The system is capable of gauging things like consumer preferences and voter intentions by sorting through websites, examining real-life self-expression and conversation, and producing summaries that focus exclusively on the original question.
Making sense of blog text
“Huge quantities of electronic texts have become easily available on the Internet, but people can be overwhelmed, and they need help to find the real content hiding in the mass of information,” explains (CLaC lab).
Analyzing informally written language poses unique challenges compared to analyzing, for example, a news article. Blogs, forums, and the like contain opinions, emotions and speculations, not to mention spelling errors and poor grammar. So a summarization tool must address question irrelevance (sentences that are not relevant to the main question) and discourse incoherence, (sentences in which the intent of the writer is unclear).
The researchers developed and tested BlogSum by examining a set of blogs and review sites. BlogSum used “discourse relations” to crunch the data — ways of filtering and ordering sentences into coherent summaries.

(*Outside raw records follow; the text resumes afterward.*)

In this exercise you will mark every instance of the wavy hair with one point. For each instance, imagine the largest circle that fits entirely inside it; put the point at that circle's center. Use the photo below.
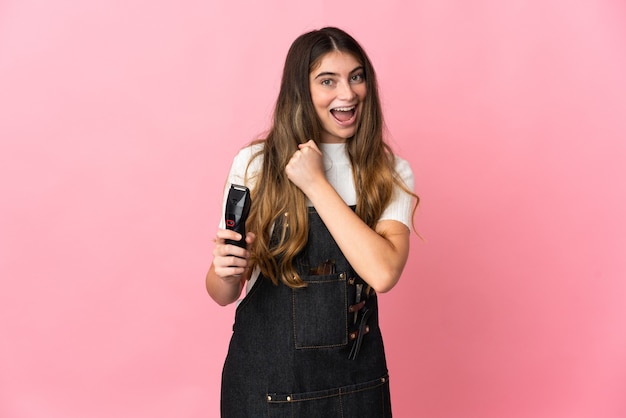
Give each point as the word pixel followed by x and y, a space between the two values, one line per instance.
pixel 278 203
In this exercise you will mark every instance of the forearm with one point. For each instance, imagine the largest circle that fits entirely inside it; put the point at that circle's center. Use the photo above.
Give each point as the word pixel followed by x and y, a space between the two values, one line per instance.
pixel 223 291
pixel 379 260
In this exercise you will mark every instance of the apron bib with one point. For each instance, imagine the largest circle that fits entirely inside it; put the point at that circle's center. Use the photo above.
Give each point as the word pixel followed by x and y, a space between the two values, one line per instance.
pixel 311 352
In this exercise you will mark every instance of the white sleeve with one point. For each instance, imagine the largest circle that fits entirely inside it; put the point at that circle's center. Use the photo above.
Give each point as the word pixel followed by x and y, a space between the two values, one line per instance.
pixel 401 206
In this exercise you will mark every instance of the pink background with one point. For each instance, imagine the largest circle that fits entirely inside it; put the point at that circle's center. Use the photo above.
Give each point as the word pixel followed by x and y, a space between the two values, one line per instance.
pixel 118 122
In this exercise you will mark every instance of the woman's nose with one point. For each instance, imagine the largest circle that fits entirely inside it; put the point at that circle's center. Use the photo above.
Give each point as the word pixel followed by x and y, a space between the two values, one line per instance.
pixel 346 91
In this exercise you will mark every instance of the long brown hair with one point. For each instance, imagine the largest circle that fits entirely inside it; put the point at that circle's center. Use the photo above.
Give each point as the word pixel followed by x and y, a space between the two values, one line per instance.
pixel 278 203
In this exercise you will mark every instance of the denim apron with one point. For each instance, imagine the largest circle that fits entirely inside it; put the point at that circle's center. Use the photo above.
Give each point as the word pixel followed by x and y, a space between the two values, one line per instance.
pixel 310 352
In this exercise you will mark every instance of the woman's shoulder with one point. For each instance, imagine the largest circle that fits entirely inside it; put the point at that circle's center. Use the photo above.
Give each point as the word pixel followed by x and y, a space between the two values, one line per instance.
pixel 246 163
pixel 246 153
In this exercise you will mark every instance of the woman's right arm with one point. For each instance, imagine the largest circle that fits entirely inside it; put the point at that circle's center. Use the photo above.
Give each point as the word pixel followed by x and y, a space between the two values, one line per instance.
pixel 228 272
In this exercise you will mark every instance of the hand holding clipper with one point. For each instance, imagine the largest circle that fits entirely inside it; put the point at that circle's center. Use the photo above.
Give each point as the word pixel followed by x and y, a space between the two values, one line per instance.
pixel 236 213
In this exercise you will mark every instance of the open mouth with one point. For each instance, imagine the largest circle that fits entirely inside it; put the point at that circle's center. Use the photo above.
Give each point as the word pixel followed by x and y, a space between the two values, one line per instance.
pixel 344 115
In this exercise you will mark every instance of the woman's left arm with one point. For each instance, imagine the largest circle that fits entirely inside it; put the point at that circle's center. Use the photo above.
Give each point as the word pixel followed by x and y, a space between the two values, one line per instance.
pixel 377 255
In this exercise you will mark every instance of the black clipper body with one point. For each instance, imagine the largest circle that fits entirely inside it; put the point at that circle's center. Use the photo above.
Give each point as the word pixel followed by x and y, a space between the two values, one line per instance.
pixel 236 213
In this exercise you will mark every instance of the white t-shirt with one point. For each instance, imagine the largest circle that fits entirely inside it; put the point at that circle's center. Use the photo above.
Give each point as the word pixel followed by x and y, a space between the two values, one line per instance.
pixel 339 175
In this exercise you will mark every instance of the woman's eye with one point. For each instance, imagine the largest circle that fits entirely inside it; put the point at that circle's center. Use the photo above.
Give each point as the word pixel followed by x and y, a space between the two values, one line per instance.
pixel 357 78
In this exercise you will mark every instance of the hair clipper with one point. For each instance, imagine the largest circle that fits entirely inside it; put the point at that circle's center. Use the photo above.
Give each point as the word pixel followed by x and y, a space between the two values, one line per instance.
pixel 236 213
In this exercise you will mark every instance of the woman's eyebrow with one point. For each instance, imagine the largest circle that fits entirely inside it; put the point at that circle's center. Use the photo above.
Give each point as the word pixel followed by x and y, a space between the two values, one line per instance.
pixel 331 74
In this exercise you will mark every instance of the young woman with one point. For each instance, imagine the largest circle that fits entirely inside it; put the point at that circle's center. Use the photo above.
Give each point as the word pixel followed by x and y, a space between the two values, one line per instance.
pixel 329 226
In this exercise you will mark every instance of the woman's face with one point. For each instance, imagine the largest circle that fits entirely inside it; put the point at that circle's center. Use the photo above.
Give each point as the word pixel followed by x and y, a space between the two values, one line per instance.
pixel 338 89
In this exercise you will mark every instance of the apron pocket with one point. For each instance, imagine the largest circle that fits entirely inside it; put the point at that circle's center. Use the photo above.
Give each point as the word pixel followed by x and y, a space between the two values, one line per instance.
pixel 363 400
pixel 320 314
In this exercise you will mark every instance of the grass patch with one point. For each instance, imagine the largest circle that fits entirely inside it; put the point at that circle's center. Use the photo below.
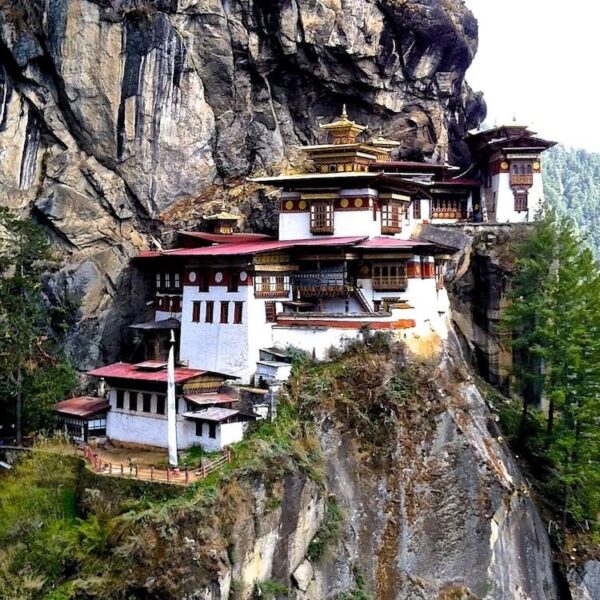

BlogSum was measured against prior computational rankings and achieved mostly superior results.
In addition, it was evaluated by actual human subjects, who also found it to be superior. Summaries produced by BlogSum reduced question irrelevance and discourse incoherence, successfully distilling large amounts of text into highly readable summaries.
Detailed Architecture of BlogSum (credit: Shamima Mithun)

Comments (9)
by Robot
Puny humans. I’ve been analyzing you for years. Soon it’s time for rock’n'roll. Hold on to your hats.
by Rainer von Ammon
actually there are even software systems which automatically generate articles or papers for scientific and reviewed! conferences, no joke.
automatic abstracting from free or unformatted text, information or fact retrieval etc. were already started in the sixties or seventies, today we have nearly unlimited computational power
by Ian Clarke
Is the editor of kurzweilai real? I have my suspicions. :D
by Editor
Ian, you nailed me. I’m a bot and I passed your silly Turing test. Deal with it. :)
by Bri
GORTI!! Is that you? Everybody stay calm or were toast!!!!
by Ian Clarke
In the future, I wonder if a robot will be asking the same question about us?
We have so much information out there that we need to find ways of distilling it. Finding answers still sometimes takes a lot of hunting around. What I’d like to be able to do is ask a question and have answers spat back at me in order of confidence, with the varying levels of confidence stated for each one. Even then, I’ll continue to dream of the day when a straight forward question receives a straight forward reply.
by Ian Clarke
Meant as reply to Dan Robinson.
by Dan Robinson
So how soon will a robot be able to post an intelligent comment?
by Bri
It’s my view that when we dream it’s the brain processing the input of the day. The article about a self aware robot said that they were achieving this by making the robot figure the relationships between objects. I think that’s what is happening during sleep. We may be unaware of it but the brain is very busy. Researchers have noticed intense brain activity. If you read Carl Jungs work he talks about archetypes. My belief is that the new information from the day is mapped out onto this structure. It is the interconnectivity that makes human intelligence and the intelligence of all species. If that is so and researchers apply the relationships principal further. It won’t be long before robots can comprehend. So the short answer is we are very close and it might happen in just a few years. As noted in other posts there is more than enough computational power. Once that relationship loop starts they will become amazingly smart in an incredibly short time.